Rosie Live is a variety show starring Rosie O'Donnell that aired November 26, 2008 live from New York's Little Shubert Theatre on NBC. It contained singing, dancing, comedy routines and specialty acts. However, poor critical response and ratings doomed the project, and it was unofficially canceled.

==Production==
The show was produced by Universal Media Studios in association with O'Donnell's KidRo Productions. Rosie O'Donnell and David Friedman were the co-executive producers. The show was broadcast live in accordance with O'Donnell's preference for live programming instead of tape.

==Guests==
Ne-Yo and Alanis Morissette were the featured singers. Liza Minnelli and Gloria Estefan performed duets with O'Donnell. The Lombard Twins tap danced. Anti-Gravity performed a spinning act. The special also included performances by Rosie's Broadway Kids and guest appearances by Kathy Griffin, Conan O'Brien, Jane Krakowski, Harry Connick, Jr., Clay Aiken, Rachael Ray and Alec Baldwin.

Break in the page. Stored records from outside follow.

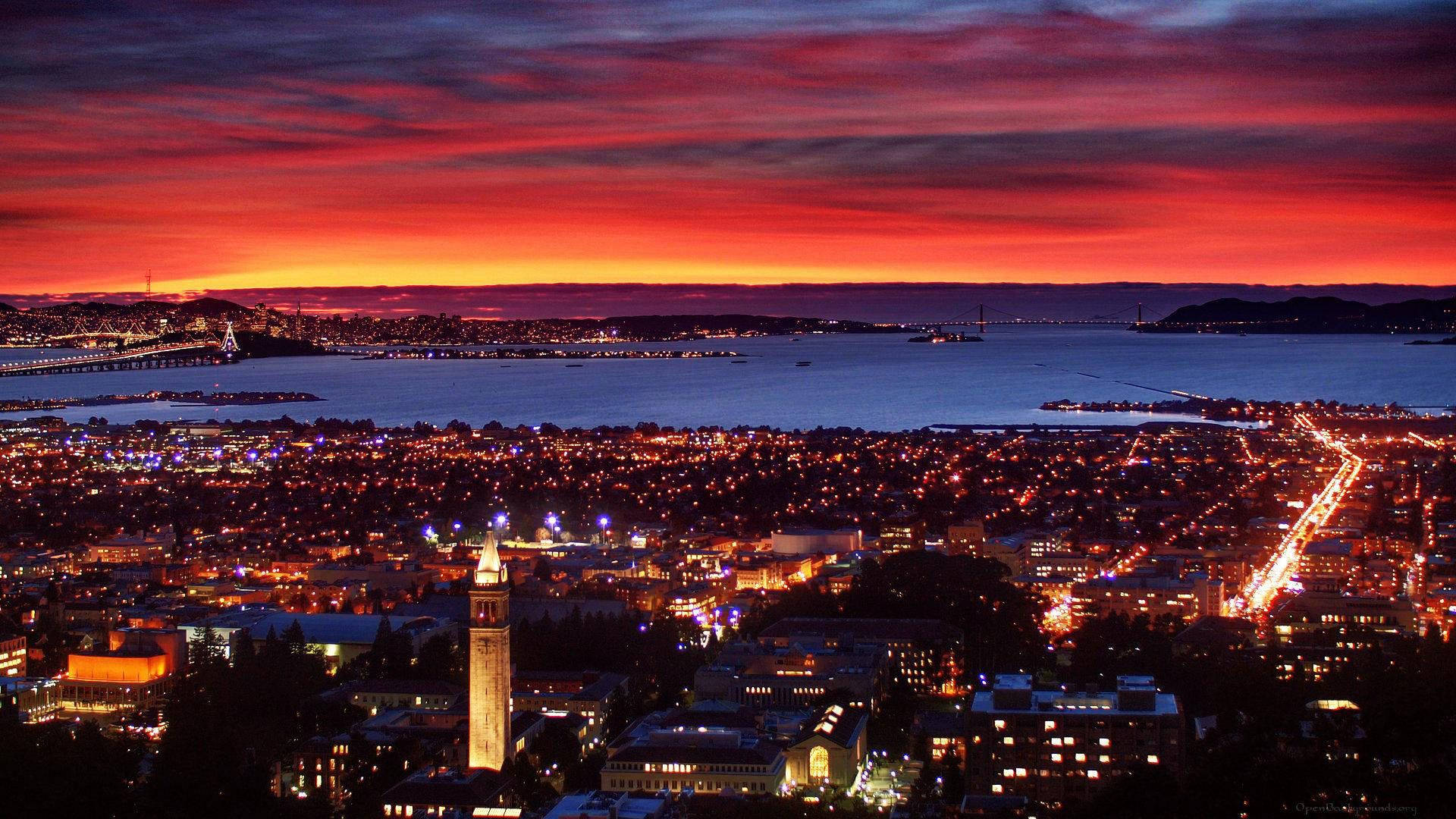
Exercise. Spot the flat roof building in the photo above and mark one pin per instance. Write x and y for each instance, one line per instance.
(1066, 744)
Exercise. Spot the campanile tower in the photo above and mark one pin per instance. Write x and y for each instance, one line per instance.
(490, 733)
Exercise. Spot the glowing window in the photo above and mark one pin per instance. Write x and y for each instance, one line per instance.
(819, 764)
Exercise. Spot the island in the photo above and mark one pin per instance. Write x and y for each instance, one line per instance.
(944, 338)
(1234, 409)
(1307, 315)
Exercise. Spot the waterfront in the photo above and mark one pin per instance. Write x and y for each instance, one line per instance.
(858, 381)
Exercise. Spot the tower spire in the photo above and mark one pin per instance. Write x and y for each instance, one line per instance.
(488, 572)
(490, 659)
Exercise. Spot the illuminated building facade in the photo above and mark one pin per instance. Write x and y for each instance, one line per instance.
(12, 656)
(1055, 746)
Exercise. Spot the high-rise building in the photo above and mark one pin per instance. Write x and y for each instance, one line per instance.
(490, 733)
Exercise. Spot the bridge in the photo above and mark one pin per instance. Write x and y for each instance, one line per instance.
(1130, 315)
(191, 353)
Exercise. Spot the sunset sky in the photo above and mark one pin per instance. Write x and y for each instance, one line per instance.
(286, 143)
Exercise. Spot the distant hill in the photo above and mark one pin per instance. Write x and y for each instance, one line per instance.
(209, 308)
(1304, 315)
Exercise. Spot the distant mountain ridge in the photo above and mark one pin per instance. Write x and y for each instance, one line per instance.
(1304, 314)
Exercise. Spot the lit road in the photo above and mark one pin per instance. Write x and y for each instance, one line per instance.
(1270, 579)
(44, 365)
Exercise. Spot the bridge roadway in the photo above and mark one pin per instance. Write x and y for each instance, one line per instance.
(178, 354)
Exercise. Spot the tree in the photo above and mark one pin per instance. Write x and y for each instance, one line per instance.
(206, 651)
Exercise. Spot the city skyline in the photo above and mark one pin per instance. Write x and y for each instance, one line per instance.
(293, 145)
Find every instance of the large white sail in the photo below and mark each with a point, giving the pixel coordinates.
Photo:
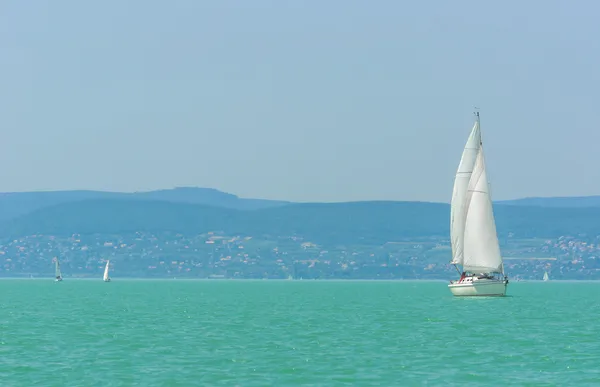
(105, 277)
(481, 247)
(459, 193)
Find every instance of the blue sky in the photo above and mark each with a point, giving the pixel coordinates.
(308, 101)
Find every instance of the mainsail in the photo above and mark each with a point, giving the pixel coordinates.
(481, 247)
(105, 277)
(459, 195)
(57, 273)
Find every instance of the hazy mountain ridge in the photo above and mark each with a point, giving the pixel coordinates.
(15, 204)
(353, 222)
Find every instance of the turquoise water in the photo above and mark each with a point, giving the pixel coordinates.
(280, 333)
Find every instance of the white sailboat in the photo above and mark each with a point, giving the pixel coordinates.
(106, 278)
(57, 272)
(473, 234)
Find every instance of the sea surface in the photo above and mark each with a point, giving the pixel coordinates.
(288, 333)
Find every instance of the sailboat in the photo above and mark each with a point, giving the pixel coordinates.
(57, 273)
(473, 234)
(106, 278)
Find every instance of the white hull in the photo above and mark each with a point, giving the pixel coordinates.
(479, 287)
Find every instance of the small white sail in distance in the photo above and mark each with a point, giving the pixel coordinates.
(106, 277)
(481, 247)
(57, 272)
(458, 208)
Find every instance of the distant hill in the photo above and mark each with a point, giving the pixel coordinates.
(356, 222)
(15, 204)
(574, 201)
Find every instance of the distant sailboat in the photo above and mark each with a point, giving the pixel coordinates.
(106, 278)
(57, 272)
(473, 233)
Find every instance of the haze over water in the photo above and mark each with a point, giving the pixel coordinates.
(257, 333)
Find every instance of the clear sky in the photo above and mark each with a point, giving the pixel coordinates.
(299, 100)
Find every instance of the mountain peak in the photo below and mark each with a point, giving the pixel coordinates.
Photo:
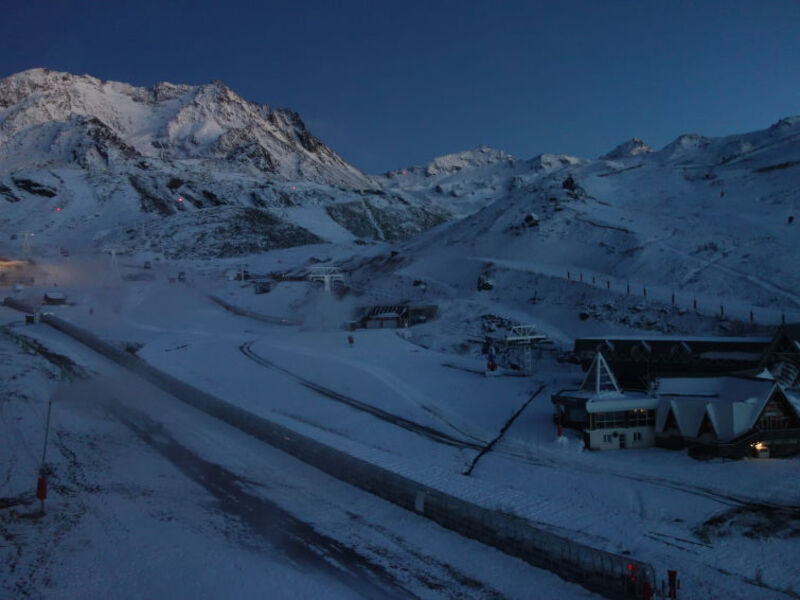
(165, 122)
(632, 147)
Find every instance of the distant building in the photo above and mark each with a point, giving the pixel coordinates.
(395, 316)
(54, 298)
(637, 360)
(782, 356)
(728, 415)
(609, 417)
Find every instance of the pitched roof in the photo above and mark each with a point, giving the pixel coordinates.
(732, 403)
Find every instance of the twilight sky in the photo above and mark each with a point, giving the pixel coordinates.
(390, 84)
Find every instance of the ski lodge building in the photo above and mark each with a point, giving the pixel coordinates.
(637, 360)
(730, 415)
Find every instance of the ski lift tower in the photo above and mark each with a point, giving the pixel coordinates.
(525, 337)
(26, 244)
(327, 275)
(113, 251)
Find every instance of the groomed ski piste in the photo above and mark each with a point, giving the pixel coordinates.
(126, 456)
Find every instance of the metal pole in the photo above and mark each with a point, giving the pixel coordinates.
(47, 430)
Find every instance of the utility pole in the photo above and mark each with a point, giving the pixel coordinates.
(41, 484)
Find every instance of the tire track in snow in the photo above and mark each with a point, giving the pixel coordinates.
(425, 431)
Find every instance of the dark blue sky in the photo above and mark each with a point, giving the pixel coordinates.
(390, 84)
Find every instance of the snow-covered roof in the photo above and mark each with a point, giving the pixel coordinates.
(611, 401)
(732, 404)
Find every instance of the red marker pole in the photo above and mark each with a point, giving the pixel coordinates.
(672, 577)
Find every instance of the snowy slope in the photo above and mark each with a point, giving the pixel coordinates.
(705, 218)
(89, 161)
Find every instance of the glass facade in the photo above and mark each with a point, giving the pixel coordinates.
(638, 417)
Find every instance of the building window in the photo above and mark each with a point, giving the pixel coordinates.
(639, 417)
(609, 420)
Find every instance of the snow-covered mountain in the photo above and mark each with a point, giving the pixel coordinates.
(711, 219)
(180, 169)
(632, 147)
(52, 119)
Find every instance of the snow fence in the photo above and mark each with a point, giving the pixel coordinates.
(611, 575)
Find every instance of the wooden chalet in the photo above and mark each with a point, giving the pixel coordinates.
(609, 417)
(637, 360)
(782, 355)
(729, 416)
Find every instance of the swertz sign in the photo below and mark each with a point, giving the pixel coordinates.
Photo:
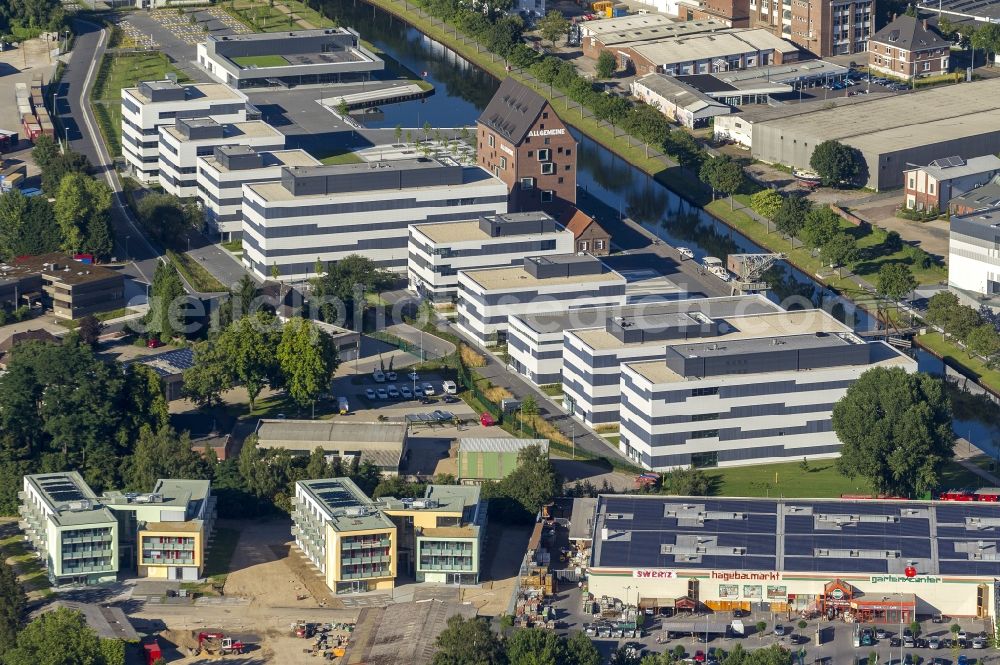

Jennifer Cody appeared in a skit featuring O'Donnell as "Officer Lockstock" and Cody as "Little Sally", a reference to the off-Broadway show Urinetown. (Cody's husband, Hunter Foster, was in the original cast of Urinetown and was on the writing staff for Rosie Live.)

==Reception==
===Critical response===
The show received almost universally negative reviews from critics. The Los Angeles Times critic Mary McNamara wrote, "For those of us who are, and remain, Rosie fans, who think The View will never quite recover from her departure, who think her desire to resurrect the variety show was, and is, a great idea, disappointment does not even begin to describe it." TV Guide critic Matt Roush panned the show as "dead on arrival," while Variety wrote "If Rosie O'Donnell and company were consciously determined to strangle the rebirth of variety shows in the crib, they couldn't have done a better job of it than this pre-holiday turkey."

===Ratings===
The program finished in third place in its time slot, ahead of ABC and The CW but behind Fox and CBS.

| Episode Number | Episode | Rating | Share | Rating/Share (18-49) | Viewers (millions) | Rank (Night) | Rank (Overall) |
|---|---|---|---|---|---|---|---|
| 1 | "Special/Pilot" | 3.5 | 6 | 1.2/4 | 5.25 | #3 | #11 |

==Cancellation==
Initial plans were to, if the show had been successful, use the special as a pilot episode for a series of new Rosie Live episodes beginning January 2009, which would have made it the first traditional variety show to air as a regular series in the United States since The Wayne Brady Show in 2001, and the first on NBC since Marie and the infamous Pink Lady and Jeff in 1980. However, Rosie Live did not return due to poor ratings.